4.5 Metabolitos correlacionados con los tratamientos de raleo
Teniendo en consideración el criterio del VIP para discriminar los metabolitos
correlacionados con los tratamiento de raleo, se graficaron estos metabolitos:
42
Figura 10: Bi-gráfico de proyecciones latentes con análisis discriminante (PLS-DA, Partial Least Square Regression- Discriminant Analysis). Las variables
categóricas se muestran en color rojo y representan los tratamientos de raleo (raleo comercial y sin raleo), y los estados de desarrollo (S1, S2, S3, Cosecha y
Consumo). Las variables predictoras se muestran en color azul y representan a metabolitos polares como azúcares, aminoácidos y ácidos orgánicos.
43
4.5.1 Azúcares
La cantidad de glucosa durante el desarrollo mostró diferencias significativas
durante la etapa S1 y la madurez de consumo, donde los frutos del árbol sin raleo tienen
mayor cantidad de glucosa que los frutos del árbol con raleo comercial (Figura 11A).

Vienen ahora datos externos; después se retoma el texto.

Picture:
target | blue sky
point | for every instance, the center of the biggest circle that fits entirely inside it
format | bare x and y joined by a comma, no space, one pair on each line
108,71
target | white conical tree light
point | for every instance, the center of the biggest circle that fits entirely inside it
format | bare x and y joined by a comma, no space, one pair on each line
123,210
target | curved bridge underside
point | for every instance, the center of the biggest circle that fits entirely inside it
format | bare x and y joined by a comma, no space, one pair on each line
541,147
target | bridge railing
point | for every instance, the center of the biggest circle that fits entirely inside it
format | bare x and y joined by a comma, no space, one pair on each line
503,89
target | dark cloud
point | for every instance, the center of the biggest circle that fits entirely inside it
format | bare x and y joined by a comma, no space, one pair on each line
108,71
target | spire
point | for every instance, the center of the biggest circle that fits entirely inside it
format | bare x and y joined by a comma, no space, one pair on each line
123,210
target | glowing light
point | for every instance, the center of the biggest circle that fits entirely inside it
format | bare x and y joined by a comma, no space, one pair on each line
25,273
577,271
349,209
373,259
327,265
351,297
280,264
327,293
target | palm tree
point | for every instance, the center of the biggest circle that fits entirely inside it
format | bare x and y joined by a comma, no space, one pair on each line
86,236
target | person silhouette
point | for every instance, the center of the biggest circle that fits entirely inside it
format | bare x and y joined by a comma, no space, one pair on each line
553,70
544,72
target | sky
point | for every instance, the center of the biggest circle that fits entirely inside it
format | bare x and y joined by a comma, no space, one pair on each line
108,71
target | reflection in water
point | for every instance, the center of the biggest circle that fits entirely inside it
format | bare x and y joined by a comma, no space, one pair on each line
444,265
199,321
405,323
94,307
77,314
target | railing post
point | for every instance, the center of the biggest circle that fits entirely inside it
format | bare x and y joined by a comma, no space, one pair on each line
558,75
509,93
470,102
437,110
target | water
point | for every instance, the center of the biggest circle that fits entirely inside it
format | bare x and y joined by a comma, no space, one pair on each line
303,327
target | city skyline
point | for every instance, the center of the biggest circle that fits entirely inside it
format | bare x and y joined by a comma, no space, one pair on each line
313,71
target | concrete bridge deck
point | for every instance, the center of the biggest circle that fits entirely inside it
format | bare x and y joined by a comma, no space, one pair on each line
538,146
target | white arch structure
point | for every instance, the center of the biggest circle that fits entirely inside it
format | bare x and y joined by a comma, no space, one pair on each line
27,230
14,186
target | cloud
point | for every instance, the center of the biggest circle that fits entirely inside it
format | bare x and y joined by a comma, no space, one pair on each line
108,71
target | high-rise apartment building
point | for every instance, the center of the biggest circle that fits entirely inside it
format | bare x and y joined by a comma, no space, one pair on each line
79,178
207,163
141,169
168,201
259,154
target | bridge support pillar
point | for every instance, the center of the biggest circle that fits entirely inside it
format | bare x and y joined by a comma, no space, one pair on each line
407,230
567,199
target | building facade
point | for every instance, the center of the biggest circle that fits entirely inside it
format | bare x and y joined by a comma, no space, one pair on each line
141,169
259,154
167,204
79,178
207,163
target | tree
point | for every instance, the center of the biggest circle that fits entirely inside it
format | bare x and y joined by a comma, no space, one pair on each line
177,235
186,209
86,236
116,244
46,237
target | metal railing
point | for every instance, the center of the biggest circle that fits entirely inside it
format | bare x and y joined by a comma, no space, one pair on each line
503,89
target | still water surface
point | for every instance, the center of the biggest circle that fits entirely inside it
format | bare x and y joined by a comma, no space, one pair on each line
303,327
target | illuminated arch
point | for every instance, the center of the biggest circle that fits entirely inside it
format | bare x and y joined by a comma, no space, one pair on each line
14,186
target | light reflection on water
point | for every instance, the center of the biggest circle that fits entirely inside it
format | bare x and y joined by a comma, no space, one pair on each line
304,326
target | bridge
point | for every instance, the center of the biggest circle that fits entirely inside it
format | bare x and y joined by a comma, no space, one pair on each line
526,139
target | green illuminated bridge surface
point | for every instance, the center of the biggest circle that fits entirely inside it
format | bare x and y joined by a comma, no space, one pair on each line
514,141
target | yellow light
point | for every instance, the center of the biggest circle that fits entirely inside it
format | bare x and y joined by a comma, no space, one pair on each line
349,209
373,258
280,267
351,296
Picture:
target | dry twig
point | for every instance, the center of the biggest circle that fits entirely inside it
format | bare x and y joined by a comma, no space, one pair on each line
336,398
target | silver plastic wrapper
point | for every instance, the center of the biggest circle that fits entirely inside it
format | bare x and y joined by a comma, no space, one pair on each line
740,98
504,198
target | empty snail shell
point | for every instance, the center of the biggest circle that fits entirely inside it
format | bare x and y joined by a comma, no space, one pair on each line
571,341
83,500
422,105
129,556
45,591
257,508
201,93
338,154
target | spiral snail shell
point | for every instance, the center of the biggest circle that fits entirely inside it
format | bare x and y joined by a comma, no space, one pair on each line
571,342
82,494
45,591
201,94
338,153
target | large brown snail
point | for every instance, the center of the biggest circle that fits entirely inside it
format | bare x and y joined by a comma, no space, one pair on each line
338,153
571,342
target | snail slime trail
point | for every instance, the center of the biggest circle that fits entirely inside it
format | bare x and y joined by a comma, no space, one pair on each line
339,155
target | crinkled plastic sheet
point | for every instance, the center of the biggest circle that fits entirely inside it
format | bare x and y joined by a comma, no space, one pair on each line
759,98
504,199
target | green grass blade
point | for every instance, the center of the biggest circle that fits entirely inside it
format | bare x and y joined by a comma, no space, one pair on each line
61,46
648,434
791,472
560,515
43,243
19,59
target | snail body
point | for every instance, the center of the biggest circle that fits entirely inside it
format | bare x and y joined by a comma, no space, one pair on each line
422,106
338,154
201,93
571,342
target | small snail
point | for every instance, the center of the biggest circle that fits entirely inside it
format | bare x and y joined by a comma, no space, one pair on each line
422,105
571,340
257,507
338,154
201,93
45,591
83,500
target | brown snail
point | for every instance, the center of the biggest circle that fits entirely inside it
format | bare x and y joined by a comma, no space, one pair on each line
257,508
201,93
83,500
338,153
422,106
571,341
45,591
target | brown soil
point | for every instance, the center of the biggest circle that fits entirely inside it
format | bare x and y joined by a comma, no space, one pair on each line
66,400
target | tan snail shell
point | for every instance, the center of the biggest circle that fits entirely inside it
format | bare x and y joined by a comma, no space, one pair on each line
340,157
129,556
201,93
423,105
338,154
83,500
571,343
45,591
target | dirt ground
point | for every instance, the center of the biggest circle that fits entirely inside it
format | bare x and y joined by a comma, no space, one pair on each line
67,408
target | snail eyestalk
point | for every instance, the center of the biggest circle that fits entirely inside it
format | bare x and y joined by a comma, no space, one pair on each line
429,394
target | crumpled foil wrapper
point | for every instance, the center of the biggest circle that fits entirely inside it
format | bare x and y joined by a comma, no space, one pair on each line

No
existen diferencias significativas en los frutos del árbol sin raleo a lo largo del desarrollo,
sin embargo, para los frutos del árbol con raleo comercial, existen diferencias entre el
estado S2 con respecto a todos los otros estados del desarrollo. En relación a la cantidad de
fructosa (Figura 11B), se observaron diferencias significativas entre los frutos del árbol sin
raleo y los frutos del árbol con raleo comercial en la etapas S2 y la madurez de consumo, en
donde se observa que hay una mayor cantidad de fructosa en los frutos del árbol sin raleo.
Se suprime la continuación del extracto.